The ACT government has been told to improve its strategic IT planning efforts after the territory's audit office labelled its attempts to do so through the 2016 digital strategy ineffective.
Auditor-general Michael Harris on Friday identified shortcomings with IT strategic planning [pdf] at both the whole of government level and across the government’s seven directorates.
It comes just months after the territory’s strategic board identified one in five critical government systems as “not fit for purpose” and requiring immediate investment.
The audit found a series of initiatives to improve whole of government IT strategic planning through the territory’s key IT planning document “have not been effective”.
It said the digital strategy, delivered by Canberra’s former chief digital officer Jon Cumming, contained “little ... information on the practical implications of the ACT government’s vision for ICT” beyond high-level vision statements.
The strategy also fails to help directorates understand how they should use the information it does provide “to inform, or be translated into, directorate-specific ICT strategic planning processes and documents”.
There is similarly no detail on the current state of the government IT capabilities or the technology to be acquired during the strategy's tenure.
The audit also uncovers “considerable variability and inconsistency” with the strategic IT planning processes at most directorates, though some were found to have mature processes in place.
It said this inconsistency “impairs the ability of ICT to effectively support directorate strategic goals and objectives and whole of government goals and objectives”.
“The absence of a consistent, identifiable ICT strategic planning framework, with clear roles and responsibilities, timeframes and deliverables, makes it difficult for ACT government directorates to consistently and effectively plan for ICT,” the report states.
“This increases the risk of inconsistent and inappropriate ICT planning decisions across directorates and impairs the opportunity for collaboration across directorates and the achievement of whole-of-government efficiencies and cost-savings through consistent planning and procurement decisions.”
While not explicitly stated in the audit, this could stem from poor planning at the whole of government level.
The audit recommends that the government develop and implement a strategic planning framework for IT and a whole of government IT strategic plan to sit alongside the digital strategy.
The territory's Office of the Chief Digital Officer is planning to refresh and publish a new government digital strategy during next financial year.

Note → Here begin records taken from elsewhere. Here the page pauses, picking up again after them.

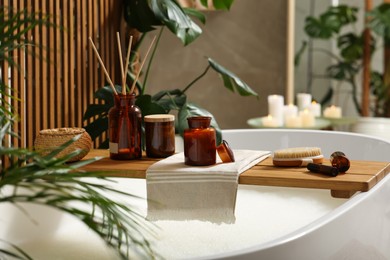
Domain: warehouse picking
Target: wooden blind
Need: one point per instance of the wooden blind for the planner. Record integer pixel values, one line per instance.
(59, 73)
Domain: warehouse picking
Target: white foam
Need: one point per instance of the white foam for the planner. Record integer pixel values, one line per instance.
(262, 214)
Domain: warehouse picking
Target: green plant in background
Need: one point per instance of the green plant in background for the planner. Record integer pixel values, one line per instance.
(145, 16)
(338, 23)
(47, 180)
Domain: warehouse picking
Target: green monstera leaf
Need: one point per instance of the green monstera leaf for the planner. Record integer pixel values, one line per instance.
(191, 109)
(330, 22)
(231, 81)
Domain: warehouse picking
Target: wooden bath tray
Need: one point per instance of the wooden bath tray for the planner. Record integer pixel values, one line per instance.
(362, 176)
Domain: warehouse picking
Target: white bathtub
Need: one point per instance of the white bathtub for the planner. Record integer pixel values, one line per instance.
(271, 222)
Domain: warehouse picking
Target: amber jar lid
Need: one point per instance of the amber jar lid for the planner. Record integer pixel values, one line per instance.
(159, 118)
(225, 153)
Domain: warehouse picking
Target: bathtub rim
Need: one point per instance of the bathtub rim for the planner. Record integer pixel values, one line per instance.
(354, 201)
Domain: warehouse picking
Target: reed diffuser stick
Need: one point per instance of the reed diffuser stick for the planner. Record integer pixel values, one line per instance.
(127, 59)
(118, 38)
(103, 67)
(142, 64)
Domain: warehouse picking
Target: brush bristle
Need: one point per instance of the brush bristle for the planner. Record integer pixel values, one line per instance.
(297, 152)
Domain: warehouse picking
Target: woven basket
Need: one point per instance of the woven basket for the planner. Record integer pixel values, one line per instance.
(50, 139)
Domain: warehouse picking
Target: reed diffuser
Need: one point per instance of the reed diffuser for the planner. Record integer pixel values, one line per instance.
(124, 118)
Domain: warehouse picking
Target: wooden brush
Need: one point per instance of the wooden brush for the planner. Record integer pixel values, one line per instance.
(297, 156)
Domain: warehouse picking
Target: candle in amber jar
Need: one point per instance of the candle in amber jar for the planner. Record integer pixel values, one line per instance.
(199, 142)
(160, 135)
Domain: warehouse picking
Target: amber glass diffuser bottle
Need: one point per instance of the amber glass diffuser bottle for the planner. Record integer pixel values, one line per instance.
(124, 132)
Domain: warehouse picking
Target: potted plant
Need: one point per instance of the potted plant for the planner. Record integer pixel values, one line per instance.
(177, 19)
(338, 23)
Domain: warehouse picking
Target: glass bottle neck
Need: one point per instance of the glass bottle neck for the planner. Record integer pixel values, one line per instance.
(199, 122)
(121, 100)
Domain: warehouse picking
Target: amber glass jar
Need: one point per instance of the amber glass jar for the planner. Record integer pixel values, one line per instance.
(124, 132)
(340, 161)
(199, 142)
(160, 135)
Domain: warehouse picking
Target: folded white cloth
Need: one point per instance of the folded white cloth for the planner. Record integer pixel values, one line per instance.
(176, 191)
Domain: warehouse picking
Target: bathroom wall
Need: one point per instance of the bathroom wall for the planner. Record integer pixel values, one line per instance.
(249, 40)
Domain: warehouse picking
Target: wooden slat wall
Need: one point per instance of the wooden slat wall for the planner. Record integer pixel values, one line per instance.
(59, 74)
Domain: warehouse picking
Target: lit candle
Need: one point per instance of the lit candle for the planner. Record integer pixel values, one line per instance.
(293, 122)
(315, 108)
(332, 112)
(307, 118)
(289, 111)
(269, 121)
(275, 108)
(303, 100)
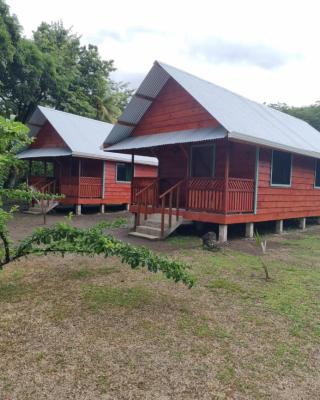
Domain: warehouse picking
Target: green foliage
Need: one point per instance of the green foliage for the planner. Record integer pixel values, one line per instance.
(63, 238)
(310, 114)
(13, 137)
(53, 69)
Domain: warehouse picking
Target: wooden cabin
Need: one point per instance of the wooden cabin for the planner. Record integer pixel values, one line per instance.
(66, 158)
(223, 159)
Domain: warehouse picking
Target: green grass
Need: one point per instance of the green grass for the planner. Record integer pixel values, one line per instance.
(225, 284)
(98, 297)
(12, 288)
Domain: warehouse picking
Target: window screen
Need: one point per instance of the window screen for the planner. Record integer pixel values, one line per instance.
(202, 161)
(317, 174)
(124, 172)
(281, 168)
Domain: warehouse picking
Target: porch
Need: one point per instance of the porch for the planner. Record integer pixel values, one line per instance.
(217, 185)
(81, 181)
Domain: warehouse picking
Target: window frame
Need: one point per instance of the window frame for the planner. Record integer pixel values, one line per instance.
(119, 181)
(271, 171)
(315, 173)
(213, 146)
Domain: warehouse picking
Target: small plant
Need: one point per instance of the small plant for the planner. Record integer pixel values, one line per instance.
(63, 238)
(262, 244)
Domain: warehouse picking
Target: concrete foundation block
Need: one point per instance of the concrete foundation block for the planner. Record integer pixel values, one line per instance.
(78, 209)
(249, 229)
(279, 226)
(223, 233)
(302, 223)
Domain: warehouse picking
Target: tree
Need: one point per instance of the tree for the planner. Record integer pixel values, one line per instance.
(13, 137)
(310, 114)
(54, 69)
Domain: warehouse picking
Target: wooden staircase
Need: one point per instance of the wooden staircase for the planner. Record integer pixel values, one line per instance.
(39, 208)
(151, 227)
(149, 222)
(43, 206)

Critical systems requiring "immediate investment"
The auditor's finds are poignant given the audit also reveals that one in five critical government systems are in desperate need of investment.
An assessment, conducted by the Office of the Chief Digital Officer and Shared Services in January, identified twenty percent of the 50 critical government systems identified as “not fit for purpose”, with the majority of these (17) located in the Health Directorate.
“Twenty percent of systems were identified as not fit for purpose, with immediate investment required, while a further twenty percent were identified as fitting business needs, but with near term investment required,” the audit states.
The assessment was intended to gain an understanding of critical systems – or those requiring continuous availability – across all government directorates.
“The exercise was acknowledged as ‘the first step in a much larger body of work that will need to extend to Business Critical systems and beyond,” the audit states.
“This demonstrates that existing ICT strategic planning processes, including whole-of-government ICT strategic planning initiatives, have not been effective to date.”